Świętowanie rozpoczęło się w wigilię odpustu Mszą św. z procesją eucharystyczną o godz. 18. Potem trwało nocne czuwanie, na którym z wiernymi modliły się również siostry ze zgromadzeń mających swoje domy w mieście, a więc służki, honoratki, wspomożycielki i niepokalanki. Zgodnie z tradycją, o północy sprawowano Eucharystię - Pasterkę maryjną. W sobotę - w dzień odpustu - na Mszach św. pojawili się pielgrzymi, którzy przybyli nawet z okolic Grójca i Opoczna.

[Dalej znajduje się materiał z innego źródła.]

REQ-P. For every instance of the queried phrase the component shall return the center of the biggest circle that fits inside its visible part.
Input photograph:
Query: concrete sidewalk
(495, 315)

Sumie odpustowej w ogrodzie klasztoru, przy figurze Niepokalanej, przewodniczył bp Józef Zawitkowski. W homilii wspominał, jak sam w młodości tutaj pielgrzymował. Przypomniał wiernym, że komuniści zabraniali odprawiania Mszy na placu przy klasztorze, w którym przebywał przez wiele lat o. Honorat Koźmiński, patron diecezji łowickiej. - Ludzie w Nowym Mieście powinni klękać przed figurą o. Honorata. Ten wielki człowiek potrafił odmienić oblicze ziemi, przygotowując nas na czasy niepodległości. Wiedział, że trzeba nas wszystkich ofiarować Matce Bożej. Postawy Totus Tuus (cały Twój) Jan Paweł II nauczył się od o. Honorata - mówił bp Zawitkowski.
Na koniec Mszy odbyła się procesja eucharystyczna, po której bp Zawitkowski błogosławił zebranych na placu Najświętszym Sakramentem.